Pour rappel : le 21 novembre 2020, Claude Jean-Pierre, surnommé “Klodo”, un Guadeloupéen de 67 ans, tombe inanimé à la suite d’un contrôle de gendarmerie et décède de ses blessures quelques jours plus tard à l’hôpital.

Depuis, ses proches se battent pour obtenir justice et réclament la condamnation des deux gendarmes.

Réunis à l'Assemblée nationale, Fatia et Christophe, fille et gendre de Claude Jean-Pierre ont accueilli la mise en examen comme une "première victoire" et poursuivent leur combat.

Ce samedi, près de 6 ans après les faits, Me Bernier, en visioconférence depuis la Guadeloupe a annoncé que les deux gendarmes avaient été mis en examen par la juge d’instruction pour homicide involontaire. Elle a également rapporté que l’information judiciaire – phase d’enquête permettant de rassembler les preuves – avait touché à sa fin, ouvrant la voie vers un potentiel procès.

En visioconférence depuis la Guadeloupe, maître Bernier s’est réjouie de la décision de la Juge d’Instruction, un revirement plus de trois ans après que le procureur de Basse-Terre a requis un non-lieu : “vers mi-juin, la nouvelle juge d’instruction nous avait reçues et nous a dit ‘je vous ai entendus’ et les choses iront vite. Et elle a tenu parole.”, relate-t-elle.

Cette nouvelle est accueillie comme une “première victoire” par l’avocate et les proches, qui doivent maintenant attendre la clôture officielle de l’information judiciaire et la décision de la Juge d’Instruction de renvoyer ou non l’affaire devant la Cour d’Assises.

Tant qu’on n’obtiendra pas justice, on continuera à se battre. Tant qu’on ne sera pas au tribunal de Basse-Terre avec ces deux personnes en face de nous, on continuera notre combat”, conclut Fatia Alcabelard.

Une victoire célébrée en communauté

Ce soulagement après plusieurs années de ballottement, Fatia et Christophe ont tenu à le partager avec d’autres collectifs de lutte contre les violences policières, souvent des membres de la famille des victimes.

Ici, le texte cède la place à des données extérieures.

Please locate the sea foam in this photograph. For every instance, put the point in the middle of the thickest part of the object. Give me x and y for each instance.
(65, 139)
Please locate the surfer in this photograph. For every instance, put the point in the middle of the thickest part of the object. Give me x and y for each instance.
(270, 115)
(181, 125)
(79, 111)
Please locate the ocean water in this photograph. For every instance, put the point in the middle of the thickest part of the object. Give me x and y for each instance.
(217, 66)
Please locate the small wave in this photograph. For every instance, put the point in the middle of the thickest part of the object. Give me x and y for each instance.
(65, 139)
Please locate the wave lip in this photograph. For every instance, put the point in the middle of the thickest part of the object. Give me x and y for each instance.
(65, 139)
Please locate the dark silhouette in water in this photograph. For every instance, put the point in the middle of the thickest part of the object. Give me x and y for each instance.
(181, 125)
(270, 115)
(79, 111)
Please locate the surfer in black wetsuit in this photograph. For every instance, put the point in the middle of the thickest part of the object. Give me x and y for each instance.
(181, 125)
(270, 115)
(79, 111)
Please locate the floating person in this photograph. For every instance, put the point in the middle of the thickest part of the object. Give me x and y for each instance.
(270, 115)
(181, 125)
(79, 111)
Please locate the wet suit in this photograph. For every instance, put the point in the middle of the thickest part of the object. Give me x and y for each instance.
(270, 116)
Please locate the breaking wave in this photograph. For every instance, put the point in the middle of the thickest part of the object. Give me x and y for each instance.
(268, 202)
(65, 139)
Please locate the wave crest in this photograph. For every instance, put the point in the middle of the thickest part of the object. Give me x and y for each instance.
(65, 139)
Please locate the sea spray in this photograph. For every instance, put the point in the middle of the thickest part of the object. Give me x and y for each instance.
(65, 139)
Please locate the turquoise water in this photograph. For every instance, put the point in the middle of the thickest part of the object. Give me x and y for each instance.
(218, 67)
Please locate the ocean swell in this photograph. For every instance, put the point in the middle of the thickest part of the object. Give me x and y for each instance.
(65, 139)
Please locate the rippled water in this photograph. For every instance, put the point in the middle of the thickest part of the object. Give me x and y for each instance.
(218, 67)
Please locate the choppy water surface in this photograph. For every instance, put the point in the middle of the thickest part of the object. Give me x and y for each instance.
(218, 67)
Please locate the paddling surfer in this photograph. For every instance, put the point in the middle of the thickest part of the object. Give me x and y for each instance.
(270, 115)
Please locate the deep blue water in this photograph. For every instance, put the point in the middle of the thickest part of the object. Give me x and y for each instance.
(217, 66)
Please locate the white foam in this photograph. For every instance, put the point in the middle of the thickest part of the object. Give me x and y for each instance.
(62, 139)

Étaient donc présentes à la conférence de presse des figures connues comme Assa Traoré, le collectif Stop aux Violences d’État, celui en soutien à Nahel Merzouk, le frère de Gaye Camara … chacun a témoigné son soutien à la famille de Claude Jean-Pierre et a accueilli l’avancée de la procédure comme une victoire collective : “C’est comme si cette mise en examen était la nôtre”, se réjouit Assa Traoré, alors que la Cour de cassation a confirmé le non-lieu pour les gendarmes impliqués dans la mort de son frère Adama. “C’est une victoire dans un combat que nous porterons auprès de toutes les familles qui arriveront après”.

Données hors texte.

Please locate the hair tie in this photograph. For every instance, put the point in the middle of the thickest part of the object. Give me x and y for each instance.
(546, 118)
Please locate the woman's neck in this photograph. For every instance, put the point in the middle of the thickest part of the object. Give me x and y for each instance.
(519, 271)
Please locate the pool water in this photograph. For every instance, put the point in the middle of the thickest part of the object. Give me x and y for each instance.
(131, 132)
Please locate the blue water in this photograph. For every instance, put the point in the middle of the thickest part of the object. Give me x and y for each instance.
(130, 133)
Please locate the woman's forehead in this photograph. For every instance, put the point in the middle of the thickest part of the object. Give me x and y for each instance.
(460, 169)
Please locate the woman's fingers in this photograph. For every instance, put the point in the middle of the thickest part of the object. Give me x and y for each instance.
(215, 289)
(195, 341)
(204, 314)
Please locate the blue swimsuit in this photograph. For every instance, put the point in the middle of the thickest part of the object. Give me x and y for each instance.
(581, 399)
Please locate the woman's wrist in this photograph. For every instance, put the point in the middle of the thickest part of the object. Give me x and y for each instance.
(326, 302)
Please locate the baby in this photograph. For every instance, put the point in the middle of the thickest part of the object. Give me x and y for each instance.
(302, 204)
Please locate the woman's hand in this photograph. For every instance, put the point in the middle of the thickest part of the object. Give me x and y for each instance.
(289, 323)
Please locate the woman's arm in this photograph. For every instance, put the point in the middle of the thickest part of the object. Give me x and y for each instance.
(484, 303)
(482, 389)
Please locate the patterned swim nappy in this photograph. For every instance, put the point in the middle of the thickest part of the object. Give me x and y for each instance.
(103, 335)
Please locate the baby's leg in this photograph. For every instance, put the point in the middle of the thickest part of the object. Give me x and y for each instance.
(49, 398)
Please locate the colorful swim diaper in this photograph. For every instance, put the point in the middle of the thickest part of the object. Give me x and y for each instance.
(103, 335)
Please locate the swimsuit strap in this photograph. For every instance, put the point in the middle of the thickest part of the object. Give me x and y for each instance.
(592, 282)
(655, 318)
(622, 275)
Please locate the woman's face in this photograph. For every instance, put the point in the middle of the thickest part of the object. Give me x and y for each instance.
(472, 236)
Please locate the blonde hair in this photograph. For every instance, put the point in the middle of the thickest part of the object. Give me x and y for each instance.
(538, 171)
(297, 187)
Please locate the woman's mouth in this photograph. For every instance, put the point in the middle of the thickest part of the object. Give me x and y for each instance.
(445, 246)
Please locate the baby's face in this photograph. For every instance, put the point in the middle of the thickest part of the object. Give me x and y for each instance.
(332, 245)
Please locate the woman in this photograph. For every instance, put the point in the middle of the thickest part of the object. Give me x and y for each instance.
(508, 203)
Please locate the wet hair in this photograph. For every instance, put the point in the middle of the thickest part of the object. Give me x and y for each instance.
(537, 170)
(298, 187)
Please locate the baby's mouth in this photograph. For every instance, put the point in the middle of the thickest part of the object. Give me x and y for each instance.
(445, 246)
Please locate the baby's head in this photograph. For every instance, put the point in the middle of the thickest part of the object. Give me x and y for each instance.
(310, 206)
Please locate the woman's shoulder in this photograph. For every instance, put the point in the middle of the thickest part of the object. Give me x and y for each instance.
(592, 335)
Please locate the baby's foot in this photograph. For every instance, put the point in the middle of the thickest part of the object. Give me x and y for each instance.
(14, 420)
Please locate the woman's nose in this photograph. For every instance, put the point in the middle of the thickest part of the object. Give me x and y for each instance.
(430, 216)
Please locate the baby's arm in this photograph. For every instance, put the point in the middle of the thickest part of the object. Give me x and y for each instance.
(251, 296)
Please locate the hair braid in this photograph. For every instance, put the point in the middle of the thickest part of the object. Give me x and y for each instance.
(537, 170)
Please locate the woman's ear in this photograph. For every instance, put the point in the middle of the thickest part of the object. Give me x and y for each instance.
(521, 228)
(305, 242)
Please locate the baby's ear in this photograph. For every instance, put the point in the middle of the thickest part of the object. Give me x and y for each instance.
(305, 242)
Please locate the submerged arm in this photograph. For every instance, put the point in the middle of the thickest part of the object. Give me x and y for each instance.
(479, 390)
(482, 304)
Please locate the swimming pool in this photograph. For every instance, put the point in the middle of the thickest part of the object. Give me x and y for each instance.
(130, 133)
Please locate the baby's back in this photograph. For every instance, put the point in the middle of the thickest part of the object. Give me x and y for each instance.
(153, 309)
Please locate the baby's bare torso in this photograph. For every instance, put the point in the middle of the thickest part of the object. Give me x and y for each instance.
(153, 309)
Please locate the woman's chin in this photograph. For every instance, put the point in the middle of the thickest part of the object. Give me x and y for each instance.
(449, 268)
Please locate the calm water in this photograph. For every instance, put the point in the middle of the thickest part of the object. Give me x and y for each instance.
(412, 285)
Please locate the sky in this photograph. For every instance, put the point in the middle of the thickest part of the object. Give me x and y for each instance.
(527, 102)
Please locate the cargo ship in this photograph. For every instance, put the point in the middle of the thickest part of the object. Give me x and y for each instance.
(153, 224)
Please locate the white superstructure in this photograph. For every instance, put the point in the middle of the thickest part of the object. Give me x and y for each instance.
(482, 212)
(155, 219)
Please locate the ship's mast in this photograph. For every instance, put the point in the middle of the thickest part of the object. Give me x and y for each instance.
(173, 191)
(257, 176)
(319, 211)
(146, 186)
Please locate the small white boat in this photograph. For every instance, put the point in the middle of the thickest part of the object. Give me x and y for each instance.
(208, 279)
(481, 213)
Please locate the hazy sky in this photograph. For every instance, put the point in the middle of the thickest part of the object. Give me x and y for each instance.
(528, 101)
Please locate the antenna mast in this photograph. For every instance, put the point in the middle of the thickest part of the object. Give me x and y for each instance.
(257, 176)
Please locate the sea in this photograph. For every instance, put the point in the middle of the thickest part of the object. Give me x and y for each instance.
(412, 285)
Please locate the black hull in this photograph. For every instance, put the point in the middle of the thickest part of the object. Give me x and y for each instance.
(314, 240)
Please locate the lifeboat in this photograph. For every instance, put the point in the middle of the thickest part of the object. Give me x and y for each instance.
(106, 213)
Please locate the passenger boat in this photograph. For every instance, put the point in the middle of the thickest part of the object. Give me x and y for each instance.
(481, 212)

En évoquant le cas de leur proche disparu, ces hommes et ces femmes ont rappelé les similarités entre chaque affaire de violence des forces de l’ordre, les longs délais des procédures judiciaires, sans oublier le caractère raciste et colonial qui lie chacune de ces morts, en Outre-Mer comme dans les quartiers populaires :

“Il faut qu’on reste vigilants, on est dans un système colonial et raciste”, rappelle Christophe Sinnan, gendre de Claude Jean-Pierre, “En Guadeloupe, en Martinique, dans les territoires colonisés, la justice fonctionne différemment”, évoquant notamment la durée de la procédure.

L’espoir dans un contexte politique tendu

Le choix de l’Assemblée nationale pour cette conférence de presse n’avait rien d’anodin. Soutenus par les députés de Guadeloupe Christian Baptiste et Olivier Serva, mais également Mathilde Panot, présidente du groupe LFI à l’Assemblée, Fatia et Christophe ont tenu à rappeler que la mise en examen des gendarmes survient quelques semaines après l’adoption par les députés de la loi visant à reconnaître une présomption de légitime défense, dite loi “permis de tuer”.

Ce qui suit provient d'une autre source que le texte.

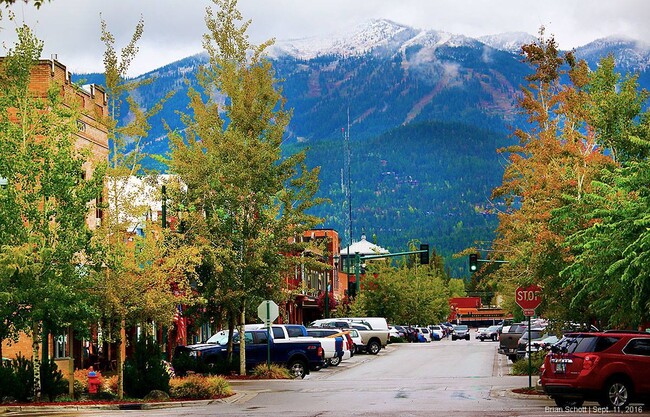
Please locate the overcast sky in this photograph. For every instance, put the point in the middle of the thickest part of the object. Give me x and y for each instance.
(173, 28)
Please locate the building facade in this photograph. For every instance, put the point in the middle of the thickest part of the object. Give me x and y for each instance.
(93, 134)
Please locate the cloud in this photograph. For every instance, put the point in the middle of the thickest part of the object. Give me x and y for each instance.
(174, 28)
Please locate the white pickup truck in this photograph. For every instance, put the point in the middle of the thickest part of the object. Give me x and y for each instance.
(373, 340)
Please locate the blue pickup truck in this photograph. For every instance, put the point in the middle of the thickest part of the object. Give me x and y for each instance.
(298, 355)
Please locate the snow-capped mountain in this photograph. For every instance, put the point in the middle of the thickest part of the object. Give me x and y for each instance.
(425, 106)
(628, 53)
(377, 37)
(509, 41)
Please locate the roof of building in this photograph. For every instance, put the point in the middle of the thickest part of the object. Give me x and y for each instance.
(363, 247)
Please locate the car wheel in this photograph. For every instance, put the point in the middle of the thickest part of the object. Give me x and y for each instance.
(297, 368)
(616, 394)
(568, 402)
(374, 347)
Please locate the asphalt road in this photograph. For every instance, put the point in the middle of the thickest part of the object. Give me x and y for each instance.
(450, 378)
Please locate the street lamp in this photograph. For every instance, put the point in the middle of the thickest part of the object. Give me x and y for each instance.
(336, 271)
(327, 294)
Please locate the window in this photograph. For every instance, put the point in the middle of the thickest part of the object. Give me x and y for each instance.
(294, 331)
(61, 346)
(277, 333)
(638, 347)
(262, 338)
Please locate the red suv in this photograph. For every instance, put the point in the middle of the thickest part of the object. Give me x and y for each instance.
(611, 367)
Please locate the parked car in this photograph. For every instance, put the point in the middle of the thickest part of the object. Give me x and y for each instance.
(299, 355)
(509, 340)
(461, 331)
(536, 335)
(490, 333)
(609, 367)
(545, 343)
(437, 333)
(356, 339)
(334, 338)
(393, 333)
(424, 331)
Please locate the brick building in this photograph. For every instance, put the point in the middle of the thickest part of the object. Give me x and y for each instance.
(92, 133)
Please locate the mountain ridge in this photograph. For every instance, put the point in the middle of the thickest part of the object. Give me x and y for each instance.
(428, 110)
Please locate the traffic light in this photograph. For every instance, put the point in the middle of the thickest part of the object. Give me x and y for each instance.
(352, 289)
(424, 256)
(473, 262)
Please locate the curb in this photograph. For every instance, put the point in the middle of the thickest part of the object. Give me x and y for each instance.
(125, 406)
(509, 392)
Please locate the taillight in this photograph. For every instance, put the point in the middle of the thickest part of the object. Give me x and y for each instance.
(589, 362)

Politiques comme collectifs, tous ont rappelé dans leur discours l’organisation de la marche contre la loi “permis de tuer”, organisée le 20 septembre prochain dans plusieurs villes de France hexagonale, et qui devrait également se tenir à Pointe-à-Pitre selon une information donnée par le collectif Stop aux Violences d’État.